XX -
L'ASSALTO DELL'ORSO GRIGIO
Bennie e il suo giovane
amico si trovavano allora nella parte più selvaggia di quello stretto vallone,
o meglio, di quella lunga gola. Anche se era appena mezzogiorno, una luce
scialba, tetra, scendeva fra le due alte pareti rocciose che calavano quasi a
picco, rivestite di piante rampicanti, di muschi e di cespugli spinosi
inzuppati di umidità.
Ai lati dei due
cacciatori, sotto l'orlo delle pareti, ammassi di piante si stendevano formando
macchie fittissime e tenebrose. Querce, pini e betulle secolari, dai tronchi
nodosi o quasi lisci e rivestiti di muschi ammuffiti per l'umidità, si
rizzavano, rendendo cupa la gola con la loro ombra.
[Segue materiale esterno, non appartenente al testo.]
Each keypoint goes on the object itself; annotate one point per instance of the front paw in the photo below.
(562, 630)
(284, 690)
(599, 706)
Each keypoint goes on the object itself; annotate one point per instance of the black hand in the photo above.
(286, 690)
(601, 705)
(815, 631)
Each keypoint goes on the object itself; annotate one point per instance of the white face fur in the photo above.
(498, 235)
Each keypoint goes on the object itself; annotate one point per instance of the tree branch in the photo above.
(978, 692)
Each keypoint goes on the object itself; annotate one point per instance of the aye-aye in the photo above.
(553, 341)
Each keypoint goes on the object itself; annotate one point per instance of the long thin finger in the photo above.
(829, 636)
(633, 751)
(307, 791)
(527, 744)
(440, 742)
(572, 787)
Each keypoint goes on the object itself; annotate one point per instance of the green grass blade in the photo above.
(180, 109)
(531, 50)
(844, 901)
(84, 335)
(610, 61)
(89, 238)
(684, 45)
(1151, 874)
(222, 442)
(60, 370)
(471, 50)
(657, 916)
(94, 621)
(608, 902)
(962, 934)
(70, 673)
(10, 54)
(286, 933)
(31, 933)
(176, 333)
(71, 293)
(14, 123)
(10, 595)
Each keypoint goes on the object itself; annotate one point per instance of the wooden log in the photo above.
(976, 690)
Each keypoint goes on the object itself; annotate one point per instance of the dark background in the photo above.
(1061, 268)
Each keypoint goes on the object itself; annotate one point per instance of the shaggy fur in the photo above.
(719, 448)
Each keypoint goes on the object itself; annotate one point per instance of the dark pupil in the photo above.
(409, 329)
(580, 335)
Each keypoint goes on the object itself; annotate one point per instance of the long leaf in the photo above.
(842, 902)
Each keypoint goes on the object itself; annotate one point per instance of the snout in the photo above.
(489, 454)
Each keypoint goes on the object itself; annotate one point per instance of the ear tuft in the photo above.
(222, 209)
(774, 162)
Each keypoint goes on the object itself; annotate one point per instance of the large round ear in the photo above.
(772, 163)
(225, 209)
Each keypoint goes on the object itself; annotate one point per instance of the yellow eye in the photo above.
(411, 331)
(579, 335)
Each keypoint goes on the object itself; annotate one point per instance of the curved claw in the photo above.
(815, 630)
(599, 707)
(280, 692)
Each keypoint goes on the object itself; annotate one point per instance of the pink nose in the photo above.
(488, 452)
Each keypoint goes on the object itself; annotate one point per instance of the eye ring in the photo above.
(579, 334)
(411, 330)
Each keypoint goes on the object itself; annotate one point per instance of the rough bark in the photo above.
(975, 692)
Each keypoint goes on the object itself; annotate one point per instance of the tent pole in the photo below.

Non si udiva alcun
cinguettìo d'uccelli, nè grida di falchi, nè di avvoltoi; solamente in distanza
un rombo sordo e continuo annunciava una cascata d'acqua, che precipitava nel
margine superiore della parete rocciosa. Bennie e Armando, coi fucili puntati,
ascoltavano, trattenendo il respiro. Una vaga inquietudine, causata dalla
selvaggia maestà di quella gola e dalla solitudine, si manifestava sui loro
volti di solito così calmi di fronte al pericolo. Alla loro destra, in mezzo a
un macchione di pini giganti che lanciavano le loro cime a sessanta metri, ad
intervalli si udivano frusciare delle foglie secche, come se un animale
cercasse di avanzare con precauzione.
- Che cosa sarà? - chiese
Armando, dopo alcuni istanti di silenzio.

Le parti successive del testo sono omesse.